We are also partnered with Africa’s largest rhino orphanage, sanctuary, and rehabilitation centre. We believe, as do many experts in this field, that saving rhinos is dependent on many different factors, such as creating awareness, rhino rehabilitation, rhino care, and anti-poaching, which is why we’ve designed the Rhino Conservation Experience – a placement designed to grant our volunteers access to the broadest possible combination of conservation efforts, combining the Vikela Kruger Project and The Rhino Orphanage.
The Greater Kruger Conservation Area
Our Rhino Conservation Experience takes you the volunteer to the very heart of the ongoing struggle to protect and save rhino in Southern Africa, giving you access to, and involvement in, day-to-day conservation activities, and a unique insight into the ongoing efforts to save these ancient and iconic animals. This experience is made up of two distinct components: The first part focuses on protecting and saving the rhinos in the wild through intense monitoring and working hand in hand with dedicated conservationists. The second is based at a rhino rehabilitation centre that is not only saving orphaned rhinos but taking them successfully down the long road to being rehabilitated.
The first part of this placement, which is the focus of this article, is based in one of only a handful of private reserves that have the honour of being part of the Greater Kruger National Park, which is one of the largest wildlife reserves in Africa, and has protected land status.
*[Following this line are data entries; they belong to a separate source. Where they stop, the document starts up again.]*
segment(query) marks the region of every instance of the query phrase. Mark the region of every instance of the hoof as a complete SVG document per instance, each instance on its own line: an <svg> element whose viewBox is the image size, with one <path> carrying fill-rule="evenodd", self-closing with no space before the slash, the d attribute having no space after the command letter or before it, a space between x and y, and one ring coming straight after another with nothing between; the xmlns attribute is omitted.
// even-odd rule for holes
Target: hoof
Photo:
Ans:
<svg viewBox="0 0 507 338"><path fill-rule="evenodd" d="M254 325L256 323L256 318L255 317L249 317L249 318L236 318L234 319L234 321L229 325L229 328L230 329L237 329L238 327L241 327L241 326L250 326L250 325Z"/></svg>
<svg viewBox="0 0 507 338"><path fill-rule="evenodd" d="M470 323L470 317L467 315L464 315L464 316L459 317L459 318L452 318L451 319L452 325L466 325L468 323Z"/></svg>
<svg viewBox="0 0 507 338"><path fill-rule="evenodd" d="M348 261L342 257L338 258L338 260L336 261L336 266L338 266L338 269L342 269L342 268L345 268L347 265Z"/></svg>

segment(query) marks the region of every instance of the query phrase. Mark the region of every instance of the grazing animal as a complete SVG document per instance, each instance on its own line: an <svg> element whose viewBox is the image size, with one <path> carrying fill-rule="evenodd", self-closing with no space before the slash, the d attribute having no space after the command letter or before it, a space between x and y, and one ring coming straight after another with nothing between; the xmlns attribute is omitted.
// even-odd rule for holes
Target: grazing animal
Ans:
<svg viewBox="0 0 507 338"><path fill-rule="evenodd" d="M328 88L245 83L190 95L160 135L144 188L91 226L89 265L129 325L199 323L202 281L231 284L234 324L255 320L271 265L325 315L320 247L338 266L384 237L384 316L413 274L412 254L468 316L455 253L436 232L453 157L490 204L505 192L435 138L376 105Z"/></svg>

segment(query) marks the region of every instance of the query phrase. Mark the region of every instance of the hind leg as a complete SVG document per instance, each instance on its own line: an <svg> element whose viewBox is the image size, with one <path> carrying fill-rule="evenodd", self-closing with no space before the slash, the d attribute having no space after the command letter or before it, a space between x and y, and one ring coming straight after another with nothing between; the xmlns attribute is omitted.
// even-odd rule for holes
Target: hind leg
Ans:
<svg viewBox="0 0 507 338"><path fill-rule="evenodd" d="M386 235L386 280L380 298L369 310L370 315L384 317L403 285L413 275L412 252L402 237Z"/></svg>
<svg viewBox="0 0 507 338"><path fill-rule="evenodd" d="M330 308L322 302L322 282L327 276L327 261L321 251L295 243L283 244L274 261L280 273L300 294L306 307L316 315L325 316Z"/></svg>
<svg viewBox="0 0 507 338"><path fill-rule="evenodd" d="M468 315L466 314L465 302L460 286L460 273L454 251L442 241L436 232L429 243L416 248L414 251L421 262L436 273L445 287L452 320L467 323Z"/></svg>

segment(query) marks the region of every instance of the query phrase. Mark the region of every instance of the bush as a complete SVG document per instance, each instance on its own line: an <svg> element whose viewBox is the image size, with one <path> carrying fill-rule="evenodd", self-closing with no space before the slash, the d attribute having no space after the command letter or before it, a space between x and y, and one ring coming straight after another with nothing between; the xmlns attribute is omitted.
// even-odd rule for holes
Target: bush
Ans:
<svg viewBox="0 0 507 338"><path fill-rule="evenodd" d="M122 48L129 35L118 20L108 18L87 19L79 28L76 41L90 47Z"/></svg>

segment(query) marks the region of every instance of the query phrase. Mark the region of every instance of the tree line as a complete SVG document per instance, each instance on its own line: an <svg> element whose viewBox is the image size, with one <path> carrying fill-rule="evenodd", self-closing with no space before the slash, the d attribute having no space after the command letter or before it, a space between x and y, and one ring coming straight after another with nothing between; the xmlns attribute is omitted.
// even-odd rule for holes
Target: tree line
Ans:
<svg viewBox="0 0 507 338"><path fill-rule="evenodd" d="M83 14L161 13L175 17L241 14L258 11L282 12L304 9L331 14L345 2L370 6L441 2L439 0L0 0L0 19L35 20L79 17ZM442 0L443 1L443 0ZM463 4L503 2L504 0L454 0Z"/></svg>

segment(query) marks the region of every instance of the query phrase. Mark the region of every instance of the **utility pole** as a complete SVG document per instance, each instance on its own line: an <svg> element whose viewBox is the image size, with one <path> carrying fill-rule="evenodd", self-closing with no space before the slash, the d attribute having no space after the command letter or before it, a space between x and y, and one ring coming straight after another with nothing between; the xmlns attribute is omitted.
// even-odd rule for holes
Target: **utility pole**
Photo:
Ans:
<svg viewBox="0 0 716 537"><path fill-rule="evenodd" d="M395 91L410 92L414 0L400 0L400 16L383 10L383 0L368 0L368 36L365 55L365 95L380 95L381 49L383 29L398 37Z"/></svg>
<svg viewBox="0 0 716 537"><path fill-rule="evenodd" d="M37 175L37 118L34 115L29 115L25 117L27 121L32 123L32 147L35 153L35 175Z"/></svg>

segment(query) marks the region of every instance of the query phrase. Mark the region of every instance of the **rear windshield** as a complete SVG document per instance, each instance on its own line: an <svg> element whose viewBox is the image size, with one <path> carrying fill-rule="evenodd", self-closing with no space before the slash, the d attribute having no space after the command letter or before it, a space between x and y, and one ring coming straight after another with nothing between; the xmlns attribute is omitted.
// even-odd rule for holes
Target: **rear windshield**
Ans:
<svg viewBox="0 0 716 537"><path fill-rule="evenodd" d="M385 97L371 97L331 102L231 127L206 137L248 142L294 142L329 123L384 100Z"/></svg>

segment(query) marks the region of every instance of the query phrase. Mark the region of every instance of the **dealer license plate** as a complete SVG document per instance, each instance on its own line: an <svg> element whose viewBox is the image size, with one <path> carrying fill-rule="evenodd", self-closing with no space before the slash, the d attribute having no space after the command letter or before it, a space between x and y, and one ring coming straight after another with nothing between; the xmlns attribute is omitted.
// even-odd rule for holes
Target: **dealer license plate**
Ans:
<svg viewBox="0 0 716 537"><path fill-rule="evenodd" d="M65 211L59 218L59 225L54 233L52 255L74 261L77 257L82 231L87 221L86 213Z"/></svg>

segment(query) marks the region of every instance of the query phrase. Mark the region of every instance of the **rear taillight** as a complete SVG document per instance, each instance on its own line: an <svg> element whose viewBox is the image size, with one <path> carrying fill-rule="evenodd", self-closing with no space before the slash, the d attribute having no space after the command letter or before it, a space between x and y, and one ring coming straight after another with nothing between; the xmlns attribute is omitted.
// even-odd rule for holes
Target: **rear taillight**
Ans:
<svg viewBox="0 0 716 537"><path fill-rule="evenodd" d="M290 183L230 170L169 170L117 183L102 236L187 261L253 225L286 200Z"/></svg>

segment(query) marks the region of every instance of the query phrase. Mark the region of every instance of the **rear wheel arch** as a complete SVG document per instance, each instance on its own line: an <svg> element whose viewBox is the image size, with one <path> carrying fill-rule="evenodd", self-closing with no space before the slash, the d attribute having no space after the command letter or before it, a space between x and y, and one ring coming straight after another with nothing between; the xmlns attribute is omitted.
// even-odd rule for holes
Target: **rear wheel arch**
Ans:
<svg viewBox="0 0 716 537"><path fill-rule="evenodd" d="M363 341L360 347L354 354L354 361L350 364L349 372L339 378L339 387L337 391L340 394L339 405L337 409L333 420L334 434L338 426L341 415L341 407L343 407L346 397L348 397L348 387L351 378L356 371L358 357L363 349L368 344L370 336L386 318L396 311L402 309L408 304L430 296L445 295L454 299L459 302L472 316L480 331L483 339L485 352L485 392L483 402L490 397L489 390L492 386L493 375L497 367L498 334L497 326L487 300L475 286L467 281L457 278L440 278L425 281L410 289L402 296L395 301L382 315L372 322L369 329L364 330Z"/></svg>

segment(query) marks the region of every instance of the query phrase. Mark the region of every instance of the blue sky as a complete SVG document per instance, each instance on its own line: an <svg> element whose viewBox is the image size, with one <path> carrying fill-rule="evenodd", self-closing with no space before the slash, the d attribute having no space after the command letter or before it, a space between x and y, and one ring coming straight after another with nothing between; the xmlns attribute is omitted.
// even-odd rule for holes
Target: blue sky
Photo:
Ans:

This part of the experience puts volunteers in one of the largest and most important protected areas in Africa. This region is home to a vast array of plant and wildlife species, and it also forms the focus of illegal wildlife poaching – and the fight against these activities – in South Africa.
This wildlife reserve is of extreme ecological importance and is an area the size of a small country where wild animals are able to roam freely. This means that species like rhino and elephant (among others) are able to come and go as they please, which is great and much closer to the natural state of things before man started erecting fences in this part of the world; but it also means that these areas now present an attractive target for illegal wildlife poachers, and for rhino poachers in particular. This in turn means that protecting these areas is more important than ever and protecting and monitoring rhino populations is a crucial part of this.
Project Activities – Learn From Experts in the Field
During their time at this project, African Conservation Experience volunteers are immersed in a wide range of conservation activities centred around rhino monitoring. This part of the experience is hands-on and physical. Daily routines are designed around monitoring drives, bush walks, and the setting and retrieval of camera traps – all vital tools in the collection of data, the creation of identikits (to more easily identify individual animals) and the monitoring of rhino in the area. All sightings and recent activity (in the form of fresh tracks and recently-disturbed middens) are relayed to the anti-poaching unit to help inform and target their movements and patrols. This information is vital in that it quite simply means that the anti-poaching unit has a better idea of where the rhino are, and can therefore concentrate their available manpower accordingly.